In Dr. Wangari’s class of Nobel Laureates, her peers include Former President Jimmy Carter, the late President of the Palestinian National Authority Yasser Arafat, and Nelson Mandela to name a few of the other 104 recipients. The medal was designed by Gustav Vigeland, a Polish man, to illustrate the peace each honored individual has fostered in the brotherhood of men. The Latin phrase inscribed on the backside of the medal, “For the Peace and Brotherhood of Men” is accompanied by a triangle of three men. All three of them are holding hands. On the front side, the face of Alfred Nobel is encircled by the name of the recipient and the year it was awarded. Constructed entirely of gold, the medal has been given to only a handful of mankind.

But, the Nobel Peace Prize doesn’t only come with a triangular ‘brotherhood’ or a picture of the foundation’s face. A parade to honor the year’s winner along with prize money is involved. Dr. Maathai, the sole winner of 2004, was given 10,000,000 Swedish kronor (SEK), a somewhat inflated number from 1901 when the first honorees were given 150, 782 kronor (SEK). Henry Dunant and Frédéric Passy, the two men from 1901, were honored with the first Nobel Peace Prize for their construction of the Red Cross and Geneva Convention. It was felt an authoritative response was needed to help control the actions of men during times of war. Dunant and Passy believed that no man can totally control himself during the entirety of war, so they partnered the ideals of one with the coalition of the other and in result; the Red Cross enforces the rules laid down by the Geneva Convention.

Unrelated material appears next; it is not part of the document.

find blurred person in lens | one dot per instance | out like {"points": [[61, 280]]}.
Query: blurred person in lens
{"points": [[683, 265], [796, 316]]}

As in the first year of the honor, there are many years when multiple people win the same prize. That means medals are given to each individual, but the money is divided up evenly. Although it may seem backwards, creating many medals rather than awarding more money, the concentration of the award is where the glory is. For Dr. Maathai it was the Green Belt Movement, an organization in response to the hardships felt by women due to the deforestation near villages. Women, in charge of collecting the day’s firewood, would spend the entire day walking to and from. Over time the distance increased to a point where women were spending an entire day walking rather than living in the village. Dr. Maathai began a movement to replant trees along stretches of land coined 'belts.' The result was an ecological answer to economic and social problems for women in a country where things of that nature were not and still are not common.

Not only do most recipients share a common birth date prior to 1940, they also administered a fraternity for peace that has made an impact on the World. Their actions, all from 1901 to 2004, have left craters in the sides of hate, ignorance, even deforestation, and we thank them each year with a medal, kronor, and a place in history.